18. Hati yang lain

128 21 1
                                    

***

Tidak ada aktivitas yang berarti seharian ini. Azura hanya menemani Eyang menonton di ruang tv dan sesekali menengok revisinya yang belum juga kelar, lalu sorenya Azura mengajak Eyang jalan-jalan ke taman, menikmati semilir angin dan pemandangan anak-anak yang bermain. Sebenarnya bukan hal yang baru, Azura rutin melakukan hal itu sejak beberapa tahun belakangan ini, sejak rumah Eyang yang mulai terasa sepi setelah peninggalan Opa Adams. Eyang sendiri, dan Azura menemaninya.

Gadis itu juga tak pernah ada niatan untuk meninggalkan Eyang. Ia juga tak pernah merasa terbebani karena harus menjaga Eyang, baginya Eyang adalah orang tua. Pengorbanan Eyang untuknya sampai umur begini tidak akan Azura balas dengan air tuba. Toh, hanya mereka berdua.
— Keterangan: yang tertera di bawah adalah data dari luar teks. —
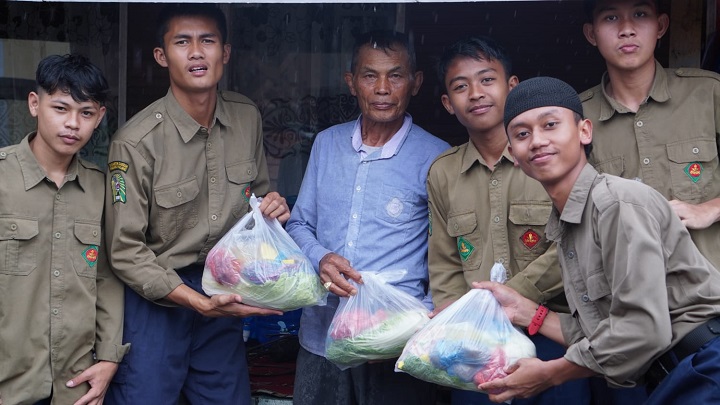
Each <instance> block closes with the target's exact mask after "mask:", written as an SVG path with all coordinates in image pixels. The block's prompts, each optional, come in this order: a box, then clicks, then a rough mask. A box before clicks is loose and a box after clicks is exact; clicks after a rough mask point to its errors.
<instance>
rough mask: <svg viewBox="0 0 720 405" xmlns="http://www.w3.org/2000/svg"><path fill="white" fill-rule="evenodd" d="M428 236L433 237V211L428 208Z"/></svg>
mask: <svg viewBox="0 0 720 405" xmlns="http://www.w3.org/2000/svg"><path fill="white" fill-rule="evenodd" d="M428 236H432V211H430V208H428Z"/></svg>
Tidak ada alasan untuk membuat Eyang bersedih.

Pandangannya beralih pada tangannya yang di genggam Eyang baru saja, matanya naik dan menemukan wajah teduh itu menatapnya. "Kamu bahagia?", Suara itu terdengar lembut, namun menyimpan luka yang dalam.
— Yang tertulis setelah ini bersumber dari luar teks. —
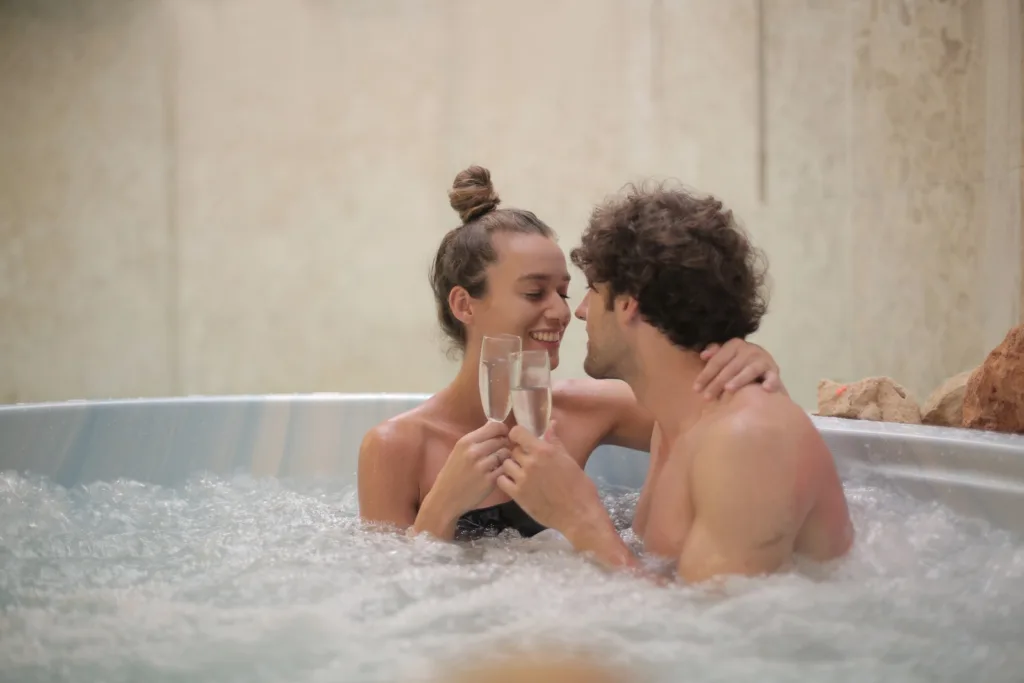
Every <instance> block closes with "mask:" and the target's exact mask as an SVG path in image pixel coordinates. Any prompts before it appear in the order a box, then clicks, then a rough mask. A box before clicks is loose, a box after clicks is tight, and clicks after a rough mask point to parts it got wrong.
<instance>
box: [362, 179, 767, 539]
mask: <svg viewBox="0 0 1024 683" xmlns="http://www.w3.org/2000/svg"><path fill="white" fill-rule="evenodd" d="M449 198H450V200H451V204H452V208H453V209H455V210H456V211H458V212H459V215H460V217H461V218H462V222H463V224H462V225H461V226H459V227H457V228H455V229H453V230H451V231H450V232H449V233H447V234H445V236H444V239H443V240H442V241H441V244H440V247H439V248H438V250H437V255H436V257H435V258H434V263H433V266H432V267H431V270H430V281H431V285H432V287H433V291H434V297H435V300H436V303H437V317H438V319H439V322H440V325H441V328H442V329H443V331H444V333H445V334H446V335H447V336H449V337H450V338H451V339H452V341H453V342H454V343H455V344H456V346H457V347H458V348H459V349H460V350H462V351H463V359H462V367H461V368H460V370H459V374H458V375H457V376H456V378H455V380H454V381H453V382H452V383H451V384H450V385H449V386H446V387H444V388H443V389H442V390H440V391H439V392H437V393H436V394H434V395H433V396H431V397H430V398H429V399H427V400H426V401H425V402H424V403H423V404H421V405H419V407H418V408H416V409H414V410H412V411H410V412H408V413H404V414H402V415H399V416H397V417H395V418H392V419H390V420H387V421H385V422H383V423H382V424H380V425H377V426H376V427H374V428H373V429H372V430H370V432H369V433H367V435H366V436H365V438H364V440H362V445H361V447H360V450H359V466H358V475H357V477H358V492H359V493H358V495H359V515H360V517H361V518H362V519H364V520H365V521H368V522H378V523H385V524H389V525H394V526H397V527H399V528H402V529H411V530H412V531H413V532H416V533H418V532H424V531H425V532H428V533H431V535H433V536H435V537H438V538H440V539H445V540H453V539H469V538H473V537H476V536H480V535H482V533H483V532H486V531H489V532H498V531H501V530H503V529H505V528H513V529H515V530H517V531H519V533H521V535H522V536H524V537H529V536H534V535H535V533H538V532H539V531H541V530H543V529H544V527H543V526H541V525H540V524H538V523H537V522H536V521H534V520H532V519H531V518H530V517H529V516H528V515H527V514H526V513H525V512H523V511H522V510H521V509H520V508H519V506H518V505H517V504H516V503H515V502H514V501H510V500H509V499H508V497H506V496H505V495H504V494H502V493H501V492H500V490H498V489H497V488H496V487H495V481H496V479H497V478H498V474H499V472H500V470H499V469H498V465H499V464H500V463H501V462H502V460H503V459H504V458H505V457H507V456H508V447H509V442H508V440H507V438H506V436H507V434H508V430H509V428H510V425H512V424H514V418H513V417H511V416H510V418H509V420H508V421H507V424H502V423H497V422H487V420H486V418H485V417H484V414H483V408H482V407H481V403H480V394H479V387H478V384H477V369H478V362H479V352H480V340H481V339H482V337H483V336H495V335H499V334H513V335H516V336H518V337H520V338H521V339H522V348H523V349H524V350H526V349H545V350H547V351H548V353H549V355H550V358H551V368H552V369H554V368H556V367H557V366H558V352H559V345H560V343H561V340H562V335H563V333H564V332H565V328H566V326H567V325H568V323H569V319H570V313H569V306H568V304H567V303H566V299H567V298H568V295H567V290H568V284H569V273H568V269H567V268H566V264H565V255H564V254H563V253H562V250H561V249H560V248H559V247H558V245H557V244H556V243H555V236H554V231H553V230H552V229H551V228H550V227H548V226H547V225H546V224H545V223H543V222H542V221H541V220H540V219H538V218H537V216H535V215H534V214H532V213H531V212H529V211H523V210H521V209H498V208H497V207H498V204H499V198H498V195H497V194H495V190H494V187H493V186H492V184H490V174H489V173H488V172H487V170H486V169H483V168H480V167H478V166H473V167H470V168H468V169H466V170H465V171H462V172H461V173H459V175H457V176H456V179H455V183H454V185H453V187H452V189H451V190H450V193H449ZM701 355H702V356H703V357H705V359H710V361H709V364H708V366H707V368H706V369H705V372H703V374H702V375H701V377H700V378H698V380H697V382H698V385H697V386H696V387H694V388H695V389H696V390H698V391H700V390H703V391H705V393H706V395H707V396H708V397H717V396H718V395H719V394H720V393H721V392H722V391H723V390H735V389H737V388H739V387H740V386H743V385H745V384H749V383H751V382H753V381H757V380H759V379H762V378H763V379H764V386H765V388H766V389H767V390H770V391H774V390H777V389H778V388H780V386H781V384H780V382H779V380H778V369H777V367H776V366H775V364H774V361H773V360H772V358H771V356H770V355H769V354H768V353H767V352H766V351H764V350H763V349H761V348H760V347H759V346H756V345H754V344H748V343H746V342H743V341H741V340H731V341H730V342H728V343H727V344H725V345H724V346H722V347H713V348H709V349H707V350H706V351H705V352H703V353H702V354H701ZM551 418H552V420H554V421H557V422H558V425H559V432H558V434H559V438H560V439H561V440H562V442H563V443H564V444H565V446H566V449H567V451H568V452H569V454H570V455H571V456H572V457H573V459H574V460H575V461H577V462H578V463H579V464H580V467H584V466H585V465H586V464H587V459H588V458H590V454H591V453H592V452H593V451H594V449H596V447H597V446H598V445H600V444H602V443H612V444H615V445H623V446H627V447H630V449H637V450H640V451H648V450H649V449H650V443H651V434H652V431H653V428H654V422H653V420H652V418H651V417H650V416H649V415H648V414H647V413H646V412H644V411H643V410H642V409H640V408H639V407H638V404H637V402H636V400H635V398H634V396H633V393H632V391H630V389H629V387H628V386H627V385H626V384H625V383H622V382H614V381H601V380H592V379H581V380H565V381H561V382H558V383H556V384H555V385H554V386H553V387H552V414H551Z"/></svg>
Azura tersenyum, matanya tiba-tiba terasa panas dan berair, Padahal Eyang hanya bertanya. "Bahagia..."

"Bintang bahagia banget karena Eyang masih mau hidup sama Bintang". Gadis itu mengerjapkan mata, menghalau agar air disana tidak jatuh.
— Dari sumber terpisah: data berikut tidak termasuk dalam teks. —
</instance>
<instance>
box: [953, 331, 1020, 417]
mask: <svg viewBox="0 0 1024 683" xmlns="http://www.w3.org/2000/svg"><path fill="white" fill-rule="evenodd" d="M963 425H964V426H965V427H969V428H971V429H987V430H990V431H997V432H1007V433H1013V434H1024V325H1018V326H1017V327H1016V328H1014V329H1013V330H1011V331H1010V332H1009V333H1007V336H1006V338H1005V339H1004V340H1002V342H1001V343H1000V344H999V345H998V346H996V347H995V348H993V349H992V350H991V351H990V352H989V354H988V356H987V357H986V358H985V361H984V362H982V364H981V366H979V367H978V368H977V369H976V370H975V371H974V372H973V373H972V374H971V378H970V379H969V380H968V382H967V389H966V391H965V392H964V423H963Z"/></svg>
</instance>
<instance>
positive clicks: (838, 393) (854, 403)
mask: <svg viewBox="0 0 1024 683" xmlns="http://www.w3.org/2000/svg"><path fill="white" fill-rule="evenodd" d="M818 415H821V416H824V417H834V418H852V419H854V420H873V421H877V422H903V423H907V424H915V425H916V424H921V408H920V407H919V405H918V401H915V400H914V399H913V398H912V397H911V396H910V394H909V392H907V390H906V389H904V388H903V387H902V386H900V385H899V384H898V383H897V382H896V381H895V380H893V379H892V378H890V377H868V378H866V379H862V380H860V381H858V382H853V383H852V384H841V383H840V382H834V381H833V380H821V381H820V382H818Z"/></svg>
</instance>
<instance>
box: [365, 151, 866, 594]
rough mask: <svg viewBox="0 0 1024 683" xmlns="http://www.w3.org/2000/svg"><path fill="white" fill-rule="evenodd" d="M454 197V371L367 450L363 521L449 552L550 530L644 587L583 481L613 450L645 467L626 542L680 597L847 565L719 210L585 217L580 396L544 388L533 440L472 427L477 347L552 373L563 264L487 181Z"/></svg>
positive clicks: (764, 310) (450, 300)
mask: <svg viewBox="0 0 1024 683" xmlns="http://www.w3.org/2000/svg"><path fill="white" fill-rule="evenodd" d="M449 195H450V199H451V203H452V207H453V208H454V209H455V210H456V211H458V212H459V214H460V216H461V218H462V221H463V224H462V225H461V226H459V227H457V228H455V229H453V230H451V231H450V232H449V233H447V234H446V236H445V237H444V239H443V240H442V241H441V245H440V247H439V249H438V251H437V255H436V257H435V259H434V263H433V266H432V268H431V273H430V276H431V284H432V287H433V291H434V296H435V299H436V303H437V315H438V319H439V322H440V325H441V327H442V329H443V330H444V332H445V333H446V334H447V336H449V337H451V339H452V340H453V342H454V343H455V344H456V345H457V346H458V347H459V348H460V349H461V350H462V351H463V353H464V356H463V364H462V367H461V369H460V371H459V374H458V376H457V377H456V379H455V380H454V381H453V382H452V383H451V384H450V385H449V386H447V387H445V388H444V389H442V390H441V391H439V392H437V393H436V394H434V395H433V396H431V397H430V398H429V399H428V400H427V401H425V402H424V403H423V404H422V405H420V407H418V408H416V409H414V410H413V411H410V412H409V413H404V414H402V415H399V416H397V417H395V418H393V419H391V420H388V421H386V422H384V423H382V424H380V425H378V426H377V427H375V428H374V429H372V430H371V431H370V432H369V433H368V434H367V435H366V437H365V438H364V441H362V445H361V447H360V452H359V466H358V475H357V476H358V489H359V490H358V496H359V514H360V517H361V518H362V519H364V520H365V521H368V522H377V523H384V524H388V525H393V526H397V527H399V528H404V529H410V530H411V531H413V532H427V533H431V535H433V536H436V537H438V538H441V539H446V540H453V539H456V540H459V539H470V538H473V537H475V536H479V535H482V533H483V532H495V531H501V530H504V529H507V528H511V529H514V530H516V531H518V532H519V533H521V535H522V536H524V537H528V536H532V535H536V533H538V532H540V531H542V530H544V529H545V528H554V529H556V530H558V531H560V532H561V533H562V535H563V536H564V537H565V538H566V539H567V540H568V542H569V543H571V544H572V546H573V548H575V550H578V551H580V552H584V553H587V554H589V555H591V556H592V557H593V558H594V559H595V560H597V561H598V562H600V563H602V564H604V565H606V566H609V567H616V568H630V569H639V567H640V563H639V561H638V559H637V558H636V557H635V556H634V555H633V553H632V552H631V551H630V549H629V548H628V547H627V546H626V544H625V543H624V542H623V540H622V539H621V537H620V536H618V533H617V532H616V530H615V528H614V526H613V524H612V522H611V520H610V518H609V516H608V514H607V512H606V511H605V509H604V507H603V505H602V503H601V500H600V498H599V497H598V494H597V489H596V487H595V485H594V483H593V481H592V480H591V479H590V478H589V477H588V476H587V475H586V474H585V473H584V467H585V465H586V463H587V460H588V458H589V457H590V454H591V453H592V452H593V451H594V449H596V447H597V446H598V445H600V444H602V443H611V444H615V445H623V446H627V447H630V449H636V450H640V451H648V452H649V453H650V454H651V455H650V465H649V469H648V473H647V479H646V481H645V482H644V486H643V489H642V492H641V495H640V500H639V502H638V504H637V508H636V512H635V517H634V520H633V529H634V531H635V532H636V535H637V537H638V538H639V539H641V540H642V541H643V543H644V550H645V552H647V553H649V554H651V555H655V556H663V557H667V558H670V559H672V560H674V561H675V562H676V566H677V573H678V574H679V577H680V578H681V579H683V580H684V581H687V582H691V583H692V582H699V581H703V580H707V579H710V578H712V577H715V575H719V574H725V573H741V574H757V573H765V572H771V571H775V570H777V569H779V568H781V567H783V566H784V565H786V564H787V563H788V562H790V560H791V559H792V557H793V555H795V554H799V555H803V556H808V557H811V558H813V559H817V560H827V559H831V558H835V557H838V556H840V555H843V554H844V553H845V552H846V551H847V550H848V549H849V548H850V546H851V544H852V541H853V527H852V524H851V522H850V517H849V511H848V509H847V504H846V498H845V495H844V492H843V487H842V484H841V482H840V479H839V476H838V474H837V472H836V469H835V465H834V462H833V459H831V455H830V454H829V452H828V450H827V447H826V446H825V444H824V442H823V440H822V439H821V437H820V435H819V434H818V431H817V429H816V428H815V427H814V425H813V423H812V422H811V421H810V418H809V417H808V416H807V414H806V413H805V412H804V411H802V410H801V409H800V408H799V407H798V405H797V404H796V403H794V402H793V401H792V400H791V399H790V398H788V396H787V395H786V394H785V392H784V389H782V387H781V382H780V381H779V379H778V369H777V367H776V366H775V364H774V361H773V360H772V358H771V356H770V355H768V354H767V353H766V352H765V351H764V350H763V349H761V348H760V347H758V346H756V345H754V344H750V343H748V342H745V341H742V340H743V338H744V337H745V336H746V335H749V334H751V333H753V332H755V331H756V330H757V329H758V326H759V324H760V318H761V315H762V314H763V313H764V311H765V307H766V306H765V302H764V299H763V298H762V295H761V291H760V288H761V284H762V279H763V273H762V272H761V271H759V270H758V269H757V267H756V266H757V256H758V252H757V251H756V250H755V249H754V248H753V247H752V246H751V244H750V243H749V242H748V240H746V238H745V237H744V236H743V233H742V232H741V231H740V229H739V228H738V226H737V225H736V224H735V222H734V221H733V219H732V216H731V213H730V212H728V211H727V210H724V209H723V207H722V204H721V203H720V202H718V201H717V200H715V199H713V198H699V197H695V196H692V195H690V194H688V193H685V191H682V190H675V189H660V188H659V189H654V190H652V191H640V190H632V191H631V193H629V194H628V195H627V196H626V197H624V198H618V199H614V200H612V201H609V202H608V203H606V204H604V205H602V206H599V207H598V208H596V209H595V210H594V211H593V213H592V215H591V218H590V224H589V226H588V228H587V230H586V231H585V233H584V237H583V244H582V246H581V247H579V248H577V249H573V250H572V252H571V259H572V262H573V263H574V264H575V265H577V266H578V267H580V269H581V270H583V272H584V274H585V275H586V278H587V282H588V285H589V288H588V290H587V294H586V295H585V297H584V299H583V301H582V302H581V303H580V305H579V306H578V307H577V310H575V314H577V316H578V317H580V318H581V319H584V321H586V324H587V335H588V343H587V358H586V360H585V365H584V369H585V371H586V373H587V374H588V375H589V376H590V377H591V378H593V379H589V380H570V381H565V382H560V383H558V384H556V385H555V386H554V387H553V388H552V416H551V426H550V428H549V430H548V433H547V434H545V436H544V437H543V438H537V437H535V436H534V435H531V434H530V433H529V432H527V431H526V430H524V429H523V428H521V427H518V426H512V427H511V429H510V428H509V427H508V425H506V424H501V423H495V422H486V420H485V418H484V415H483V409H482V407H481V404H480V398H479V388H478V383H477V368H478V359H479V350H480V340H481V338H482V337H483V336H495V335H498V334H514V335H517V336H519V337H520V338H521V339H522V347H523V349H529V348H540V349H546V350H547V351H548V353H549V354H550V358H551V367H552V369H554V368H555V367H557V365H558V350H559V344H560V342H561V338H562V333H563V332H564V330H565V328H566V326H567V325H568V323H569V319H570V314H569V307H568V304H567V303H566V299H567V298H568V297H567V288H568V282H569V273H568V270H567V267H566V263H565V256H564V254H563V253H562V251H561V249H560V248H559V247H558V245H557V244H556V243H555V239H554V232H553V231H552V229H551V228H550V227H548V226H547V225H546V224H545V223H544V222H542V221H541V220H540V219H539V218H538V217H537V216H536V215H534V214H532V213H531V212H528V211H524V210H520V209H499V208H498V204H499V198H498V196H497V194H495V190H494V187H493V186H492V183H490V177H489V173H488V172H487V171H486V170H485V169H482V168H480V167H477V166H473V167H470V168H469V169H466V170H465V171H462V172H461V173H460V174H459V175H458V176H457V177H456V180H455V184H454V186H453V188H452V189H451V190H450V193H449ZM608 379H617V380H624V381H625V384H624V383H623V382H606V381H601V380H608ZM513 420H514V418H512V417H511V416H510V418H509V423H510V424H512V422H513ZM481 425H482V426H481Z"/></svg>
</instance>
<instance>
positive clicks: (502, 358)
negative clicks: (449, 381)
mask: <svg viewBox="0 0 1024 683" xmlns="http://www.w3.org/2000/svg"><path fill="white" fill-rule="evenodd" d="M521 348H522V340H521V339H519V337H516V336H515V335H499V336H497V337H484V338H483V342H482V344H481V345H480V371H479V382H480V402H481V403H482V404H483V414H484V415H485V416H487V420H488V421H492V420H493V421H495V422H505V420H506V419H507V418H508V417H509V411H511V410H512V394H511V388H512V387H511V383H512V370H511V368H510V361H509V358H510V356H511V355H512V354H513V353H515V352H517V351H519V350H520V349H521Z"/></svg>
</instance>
"Angkasa nggak buat kamu sedih, kan?" Pertanyaan itu membuatnya gamang. Lalu mulai mengingat apakah Angkasa sudah membuatnya bersedih selama pernikahan mereka.

Penolakan lelaki itu, janjinya yang tidak tertepati, bekas luka di bawah dadanya, dan banyak lagi momen yang membuat ia bersedih. Semuanya karena Angkasa, bukan?

"Nggak, Angkasa tahu gimana caranya buat aku bahagia."

Sudah cukupkah jawaban itu untuk meyakinkannya?

Eyang tersenyum lebih lebar. Lalu kembali menatap segerombolan anak yang sedang bermain bola. "Eyang rasa, Eyang tidak akan pernah berat meninggalkan ini semua..."

"Kamu kebahagian Eyang yang paling terakhir. Kalau kamu bahagia, Eyang juga pasti bahagia..."

"Apapun yang terjadi nanti, Eyang akan selalu mendukung keputusan kamu"

Entah mengapa Azura mengartikan lain pembicaraan ini, Ia merasa Eyang akan benar-benar pergi meninggalkannya, namun Azura sungguh akan sangat ikhlas, karena ia sangat mencintai Eyang.

Untuk masa depannya, ia berharap ia akan selalu bahagia, agar Eyang juga selalu bahagia.

***

Sejak pesan terakhir yang di kirim Azura, Angkasa tidak lagi membalasnya. Lelaki itu pasti sedang sibuk dengan sidang tesisnya, bahkan setelah sore berganti malam, pesannya belum terbalaskan.

Gadis itu menarik gorden ruang tamu, menutupnya karena malam mulai beranjak larut, namun sekelibat bayangan membuatnya mematung, Ia mencari kemudian, dan tak menemukan apa-apa. Langkahnya terayun ke dapur, melaksanakan rutinitasnya sebelum tidur, meminum susu dengan tenang di atas stool dekat meja bar, Sembari memantau time line instagramnya, ada beberapa postingan kesehatan yang lewat disana, ada juga beberapa postingan Aizat yang sedang berada di bandara.

Ia kemudian menelpon Aizat, memastikan apakah lelaki itu benar sedang menuju kemari.

Panggilan terhubung.

Kamu disini?

Belum. Masih tunggu di bandara, belum flight. Kenapa?

Loh. Bukannya besok baru kesini?

Rencananya. Tapi kebetulan ada masalah sama proyek di cabang aku yang akan di buka disana.